Ao contrário das distopias, as verdadeiras utopias não costumam ser retratadas em filmes. Eles, no entanto, têm uma rica história literária. As utopias feministas – nas quais as mulheres vivem juntas, sem os homens, em sociedades prósperas e harmoniosas – figuram na literatura há séculos, com raízes que remontam ao livro de Christine de Pizan O Livro da Cidade das Damas (1405). O romance de 1915 de Charlotte Perkins Gilman, Herland, supostamente forneceu a inspiração para a ilha sem homens da Mulher Maravilha 1984, uma notável exceção cinematográfica.

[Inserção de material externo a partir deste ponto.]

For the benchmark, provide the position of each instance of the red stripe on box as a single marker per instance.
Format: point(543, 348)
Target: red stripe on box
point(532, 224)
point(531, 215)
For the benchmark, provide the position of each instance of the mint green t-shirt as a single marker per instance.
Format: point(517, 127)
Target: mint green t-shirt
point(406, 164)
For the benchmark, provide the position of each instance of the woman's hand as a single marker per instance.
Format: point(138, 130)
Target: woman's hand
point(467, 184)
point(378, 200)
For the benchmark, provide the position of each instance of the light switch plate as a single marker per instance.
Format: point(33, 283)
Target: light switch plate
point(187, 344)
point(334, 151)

Como explicar a ausência utópica do cinema? Pode ser que as utopias, feministas ou não, tenham se tornado em nossa linguagem cultural sinônimo de ilusão, uma meta impossível e ingênua. Talvez os obstáculos à suspensão da descrença sejam grandes demais. Entre Mulheres reconhece isso: a certa altura, depois de exortar todos a imaginar as possibilidades de um mundo melhor, Ona é desdenhosamente chamada de “sonhadora”. “Somos mulheres sem voz”, responde ela. “Tudo o que temos são nossos sonhos.”
É verdade que a conclusão de Entre Mulheres é tão fantasiosa quanto qualquer história de vingança por estupro. Mas pelo menos ela se liberta das narrativas sombrias que repetidamente encaixotam as vítimas de estupro do cinema. No mínimo, é algo que nunca vimos antes.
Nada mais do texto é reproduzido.